Uncovering this nonsense provides an opening though. I hang great hope on this, because it’s not that hard to gather the lessons of countering global extremism, along with the research of many other fields, and the aggregate wisdom of changemakers through the ages, and replace the nonsense with effective action.
Anyone can integrate compassion, accountability, curiosity, grace, and steadiness into their daily practice, and there’s strong evidence that these behaviors strengthen relationship, counter alienation, and both real and perceived marginalization.
There’s plenty of evidence that restorative and responsive relationship can allay the existential fear that drives much of political action against inclusive school policy and curriculum.

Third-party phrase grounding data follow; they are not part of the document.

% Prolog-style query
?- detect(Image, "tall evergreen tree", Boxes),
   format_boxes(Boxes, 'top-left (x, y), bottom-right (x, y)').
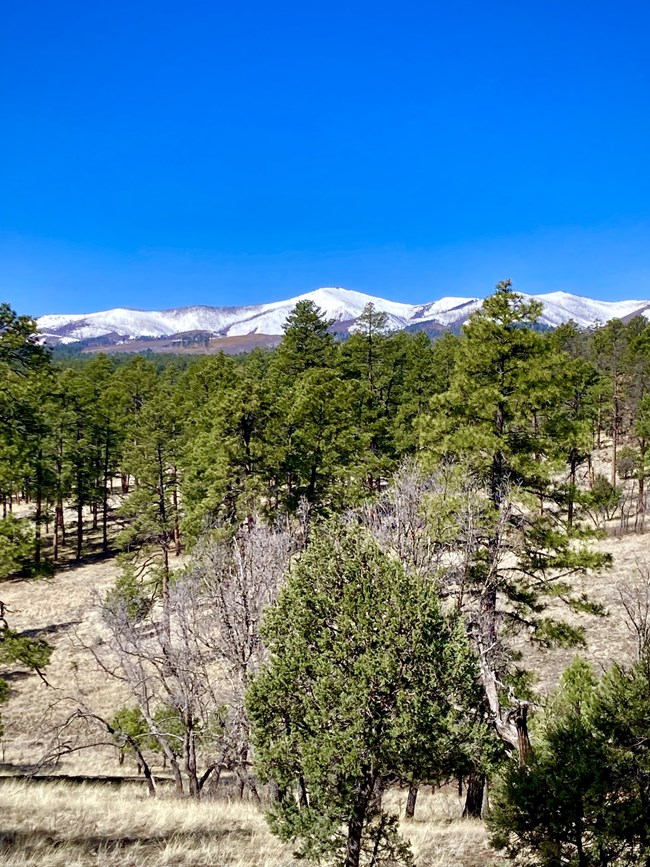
top-left (421, 281), bottom-right (609, 760)
top-left (274, 300), bottom-right (336, 378)
top-left (118, 370), bottom-right (185, 637)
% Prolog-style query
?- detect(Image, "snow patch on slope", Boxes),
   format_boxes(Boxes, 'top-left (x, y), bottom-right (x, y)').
top-left (527, 292), bottom-right (649, 328)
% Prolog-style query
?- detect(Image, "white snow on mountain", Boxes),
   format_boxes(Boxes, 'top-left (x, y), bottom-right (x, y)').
top-left (410, 297), bottom-right (483, 326)
top-left (528, 292), bottom-right (649, 328)
top-left (36, 287), bottom-right (650, 344)
top-left (223, 287), bottom-right (418, 336)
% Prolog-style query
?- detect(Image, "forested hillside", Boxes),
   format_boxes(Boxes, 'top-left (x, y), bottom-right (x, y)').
top-left (3, 282), bottom-right (650, 866)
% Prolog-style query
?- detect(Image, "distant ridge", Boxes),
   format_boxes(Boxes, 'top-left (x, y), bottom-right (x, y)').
top-left (37, 287), bottom-right (650, 347)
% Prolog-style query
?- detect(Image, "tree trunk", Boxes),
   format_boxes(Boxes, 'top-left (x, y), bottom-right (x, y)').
top-left (172, 476), bottom-right (181, 556)
top-left (183, 718), bottom-right (200, 797)
top-left (124, 739), bottom-right (157, 797)
top-left (462, 772), bottom-right (485, 818)
top-left (58, 499), bottom-right (66, 542)
top-left (568, 449), bottom-right (579, 528)
top-left (298, 774), bottom-right (309, 808)
top-left (636, 439), bottom-right (646, 532)
top-left (611, 392), bottom-right (620, 487)
top-left (405, 782), bottom-right (418, 819)
top-left (515, 703), bottom-right (532, 766)
top-left (102, 485), bottom-right (109, 550)
top-left (476, 623), bottom-right (532, 762)
top-left (76, 500), bottom-right (83, 561)
top-left (345, 775), bottom-right (374, 867)
top-left (198, 763), bottom-right (221, 793)
top-left (102, 427), bottom-right (110, 551)
top-left (307, 463), bottom-right (318, 503)
top-left (34, 490), bottom-right (42, 567)
top-left (34, 449), bottom-right (43, 567)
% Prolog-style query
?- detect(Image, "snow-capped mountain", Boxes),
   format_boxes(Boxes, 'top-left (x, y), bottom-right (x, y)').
top-left (37, 287), bottom-right (650, 346)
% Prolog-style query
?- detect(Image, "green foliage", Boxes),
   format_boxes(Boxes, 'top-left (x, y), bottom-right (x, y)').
top-left (490, 656), bottom-right (650, 866)
top-left (111, 704), bottom-right (184, 751)
top-left (111, 702), bottom-right (226, 761)
top-left (247, 522), bottom-right (482, 865)
top-left (616, 445), bottom-right (639, 480)
top-left (274, 300), bottom-right (336, 377)
top-left (0, 630), bottom-right (52, 673)
top-left (111, 705), bottom-right (152, 748)
top-left (0, 516), bottom-right (34, 580)
top-left (104, 561), bottom-right (156, 622)
top-left (586, 473), bottom-right (622, 522)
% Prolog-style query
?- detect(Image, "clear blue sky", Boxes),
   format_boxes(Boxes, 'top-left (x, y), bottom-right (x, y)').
top-left (2, 0), bottom-right (650, 315)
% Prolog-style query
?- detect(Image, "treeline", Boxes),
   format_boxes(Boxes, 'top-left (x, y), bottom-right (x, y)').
top-left (4, 285), bottom-right (650, 577)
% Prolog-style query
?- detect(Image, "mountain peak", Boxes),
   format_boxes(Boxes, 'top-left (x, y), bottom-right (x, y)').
top-left (36, 287), bottom-right (650, 348)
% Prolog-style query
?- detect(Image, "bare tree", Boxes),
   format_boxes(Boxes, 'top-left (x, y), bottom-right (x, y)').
top-left (77, 515), bottom-right (294, 798)
top-left (190, 518), bottom-right (294, 796)
top-left (619, 559), bottom-right (650, 661)
top-left (40, 699), bottom-right (158, 796)
top-left (357, 460), bottom-right (439, 578)
top-left (96, 573), bottom-right (224, 795)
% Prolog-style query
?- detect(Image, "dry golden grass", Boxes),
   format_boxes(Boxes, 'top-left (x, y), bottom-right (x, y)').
top-left (0, 780), bottom-right (295, 866)
top-left (0, 781), bottom-right (496, 867)
top-left (521, 527), bottom-right (647, 698)
top-left (0, 556), bottom-right (130, 771)
top-left (391, 788), bottom-right (493, 867)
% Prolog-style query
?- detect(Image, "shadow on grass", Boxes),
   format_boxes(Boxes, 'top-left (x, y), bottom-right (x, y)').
top-left (18, 619), bottom-right (81, 639)
top-left (0, 826), bottom-right (254, 854)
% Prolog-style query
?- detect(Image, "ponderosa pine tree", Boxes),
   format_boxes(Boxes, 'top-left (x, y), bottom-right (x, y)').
top-left (78, 355), bottom-right (122, 551)
top-left (421, 281), bottom-right (609, 762)
top-left (393, 330), bottom-right (458, 454)
top-left (0, 305), bottom-right (52, 566)
top-left (543, 350), bottom-right (601, 528)
top-left (591, 318), bottom-right (640, 485)
top-left (118, 370), bottom-right (185, 638)
top-left (272, 367), bottom-right (357, 511)
top-left (268, 302), bottom-right (358, 514)
top-left (182, 350), bottom-right (275, 530)
top-left (338, 305), bottom-right (409, 491)
top-left (273, 300), bottom-right (336, 378)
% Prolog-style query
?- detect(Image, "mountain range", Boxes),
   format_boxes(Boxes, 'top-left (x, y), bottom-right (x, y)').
top-left (37, 287), bottom-right (650, 349)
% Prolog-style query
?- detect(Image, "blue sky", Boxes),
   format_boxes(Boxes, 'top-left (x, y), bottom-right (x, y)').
top-left (2, 0), bottom-right (650, 315)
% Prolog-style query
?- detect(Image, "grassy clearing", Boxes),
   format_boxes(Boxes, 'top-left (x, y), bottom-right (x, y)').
top-left (0, 781), bottom-right (494, 867)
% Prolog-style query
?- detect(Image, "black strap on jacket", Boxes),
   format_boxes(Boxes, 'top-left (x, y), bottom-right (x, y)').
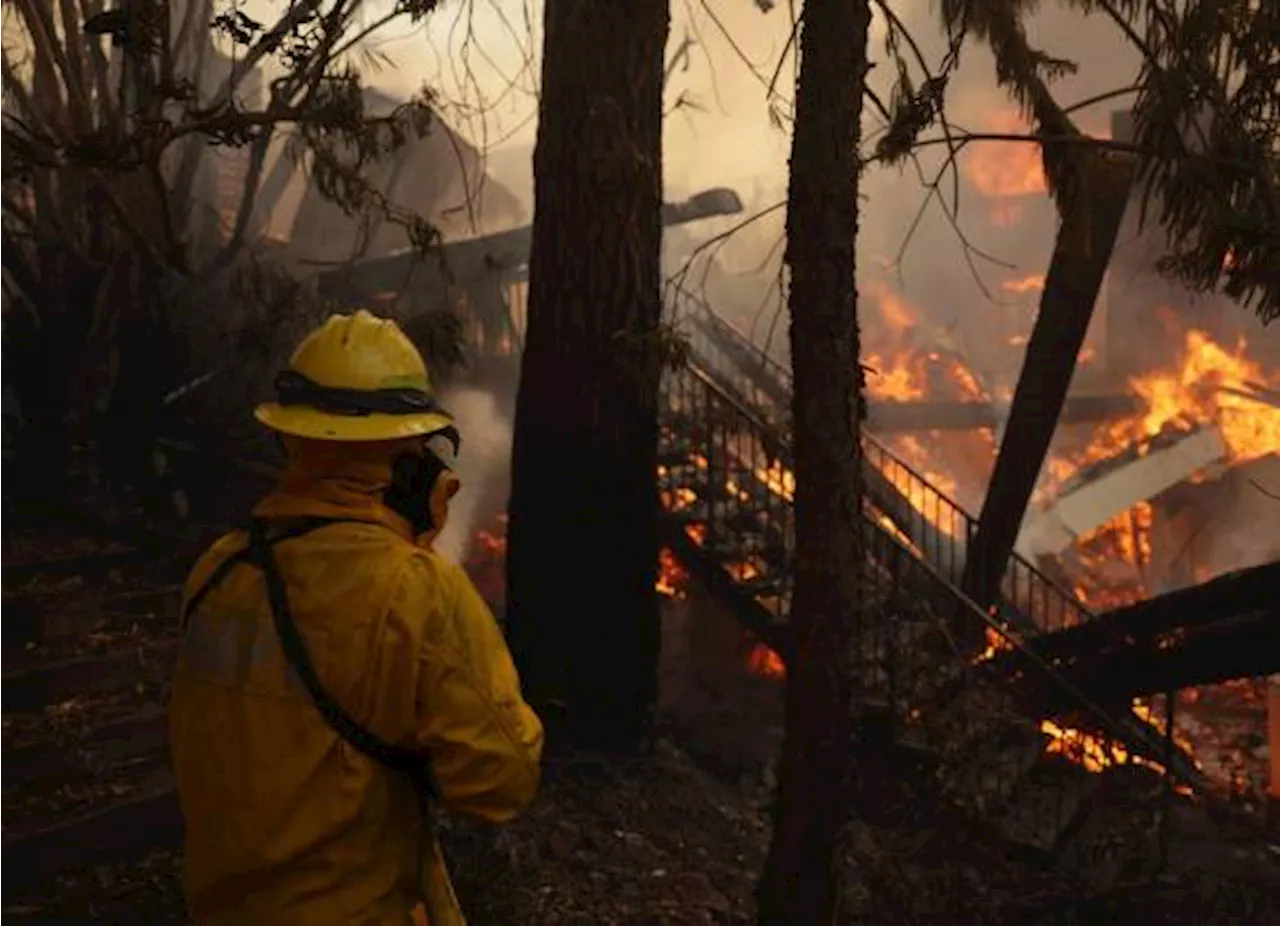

There’s plenty of evidence that inviting behavioral change and systems building, rather than requiring adherence to particular ideologies, can profoundly shift organizational culture so more people thrive, without inflaming existential fear.
There is not a lot I can do to stem the tide of extremist violence in the world at large, but I can more intentionally align my own behavior with the possibility of a more peaceful world in which more people thrive. Along with my colleagues, I can deepen the impact of our work in schools, communities, and organizations. I can write these reflections, and trust that our thinking together will support readers’ work in their circles of change.
So in the coming year, when I hear another million hearts break, watch more seeds of retribution sown, and witness unbearable grief, I’ll drag hope from those ashes, and I will not succumb to despair.